Resta ver se este tipo de exercício justificaria um estatuto que em seu modelo prega uma necessidade de desinteresse de modo a priori. Pois o ato de retirar referências objetivas de um objeto poderia ser igualmente explicado enquanto ato lógico da abstração.

Porém, se pretendemos caracterizar o prazer enquanto sentido semântico de algo, como quer Loparic, e descolar ele da própria percepção de um livre jogo das faculdades fazendo este jogo de ‘objeto’ denotado, então restam ainda mais questões a tratar.

A análise semântica de Loparic não faz mais do que por em termos diferentes a mesma questão que movia Lyotard, que, de acordo com ele, estatuto e conteúdo se identificam. A denotação pensada por Loparic faz criar um círculo, do estatuto reflexivo orientado para a intuição em um esquematismo, sendo este o verdadeiro objeto da complacência pura da beleza. Neste sentido, mesmo que seja duvidoso reconhecer tal processo como algo denotável, ele não é capaz de mostrar o motivo porque a beleza é sacada de tal processo, do porque a beleza poder se referenciar a um processo e não a um objeto.

Esta ligação com o sentimento de prazer, pensa Vieira, não segue nenhum padrão já apresentado por Kant.

Mas isto não está por sua vez assegurado de antemão, pois não se pode distinguir, no nível fenomenológico, “deleite”, “comprazimento” e

“aprovação” – para fazer uso da terminologia proposta por Kant no §5. As diferenças entre estas três espécies de prazer só fazem sentido através de uma referência a determinadas relações entre as faculdades cognitivas que não se faz presente quando pretendemos simplesmente julgar a beleza. (Vieira 2003: 66)

É justamente este o ponto. Diante da falta de componentes essenciais para uma interpretação lógico/lingüística em um modelo denotativo, o sentimento da beleza assim como postulado por Kant, faz dispensar um modo de hipotipose seja esquemática ou simbólica, sendo sua exibição justamente um sentimento condicionado transcendentalmente que, contudo, parece difícil vir a levantar uma prova e mesmo aplicação desta estrutura em uma experiência que poderíamos colocar em evidência.

Se a estrutura do juízo da beleza não aponta para nada a não ser a própria atividade subjetiva fugindo de definições conceituais, a reflexão e seu caráter cíclico e tautológico concorrem, a nosso ver, em uma direção também contrária a qualquer relação semântica. Não é sem propósito que Lyotard classifica de ‘pausa’ o que se passa com o sujeito que contempla a beleza. Kant mesmo parece não ter dado importância em fundamentar uma hipotipose para a beleza.

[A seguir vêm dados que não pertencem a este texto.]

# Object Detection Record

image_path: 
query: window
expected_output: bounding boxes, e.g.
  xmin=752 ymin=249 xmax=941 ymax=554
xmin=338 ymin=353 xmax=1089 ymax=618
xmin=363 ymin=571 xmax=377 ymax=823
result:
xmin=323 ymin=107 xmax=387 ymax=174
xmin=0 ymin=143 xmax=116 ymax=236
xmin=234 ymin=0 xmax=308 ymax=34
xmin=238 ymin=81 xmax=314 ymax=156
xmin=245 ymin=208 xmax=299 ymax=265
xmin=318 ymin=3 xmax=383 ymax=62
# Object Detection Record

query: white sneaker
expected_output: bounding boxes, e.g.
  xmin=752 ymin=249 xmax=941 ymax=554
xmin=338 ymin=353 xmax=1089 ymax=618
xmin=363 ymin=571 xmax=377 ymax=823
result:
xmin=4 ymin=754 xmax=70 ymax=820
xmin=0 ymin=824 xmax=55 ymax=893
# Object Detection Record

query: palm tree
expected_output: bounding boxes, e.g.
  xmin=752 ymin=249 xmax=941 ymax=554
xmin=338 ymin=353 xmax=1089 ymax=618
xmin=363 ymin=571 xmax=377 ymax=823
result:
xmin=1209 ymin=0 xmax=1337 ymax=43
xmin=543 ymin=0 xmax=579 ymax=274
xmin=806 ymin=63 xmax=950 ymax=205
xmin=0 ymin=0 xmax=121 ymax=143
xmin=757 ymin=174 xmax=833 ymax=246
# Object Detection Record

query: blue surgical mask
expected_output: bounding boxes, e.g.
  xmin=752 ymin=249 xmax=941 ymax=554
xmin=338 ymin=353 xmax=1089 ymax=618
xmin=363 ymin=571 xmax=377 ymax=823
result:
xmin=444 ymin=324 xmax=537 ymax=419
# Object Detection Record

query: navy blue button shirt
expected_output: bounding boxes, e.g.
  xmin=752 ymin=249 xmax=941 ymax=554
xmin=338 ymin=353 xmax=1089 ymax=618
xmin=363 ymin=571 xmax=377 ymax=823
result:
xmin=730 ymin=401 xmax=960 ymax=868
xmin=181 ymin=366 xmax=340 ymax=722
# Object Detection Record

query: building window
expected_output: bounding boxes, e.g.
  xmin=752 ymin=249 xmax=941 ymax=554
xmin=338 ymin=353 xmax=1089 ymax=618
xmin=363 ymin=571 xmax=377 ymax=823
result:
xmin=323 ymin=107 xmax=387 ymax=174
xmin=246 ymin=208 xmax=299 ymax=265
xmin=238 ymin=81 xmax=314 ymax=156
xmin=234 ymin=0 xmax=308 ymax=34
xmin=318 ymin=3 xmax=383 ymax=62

Parece que o limite para uma arte que tenha como objetivo sacar uma experiência inexponível, acaba por afastar qualidades possíveis a esta experiência e se atém em um sentimento, acompanhando Lyotard, de suspensão de todas as faculdades, uma pausa em favor de um gosto puro, subjetivamente encerrado.

Torna-se assim impossível que esta experiência da beleza nos diga algo, denote ou se imponha à realidade. Se a teoria estética kantiana pôde inspirar novas formas artísticas, como quer dizer Rufinoni (2010) foi justamente por uma teoria nada impositiva em seu sentido lógico, porém, verificamos, altamente restritiva quanto a postura do espectador.

Há portanto duas facetas do juízo da beleza, uma implicando a autonomia do juízo, e outra implicando uma nulidade do processo consciente do sujeito no que Lyotard caracteriza como pausa.

Ativemo-nos aqui em possibilidades de inferências e deduções que o trabalho kantiano viria a permitir. Nossa estratégia quer que princípios teóricos estabelecidos no trabalho de Kant e dos comentadores deixem-nos um leque aberto de possibilidades para compreendermos o que se passa em uma experiência musical concreta, para então pensar um modelo epistemológico para esta atividade.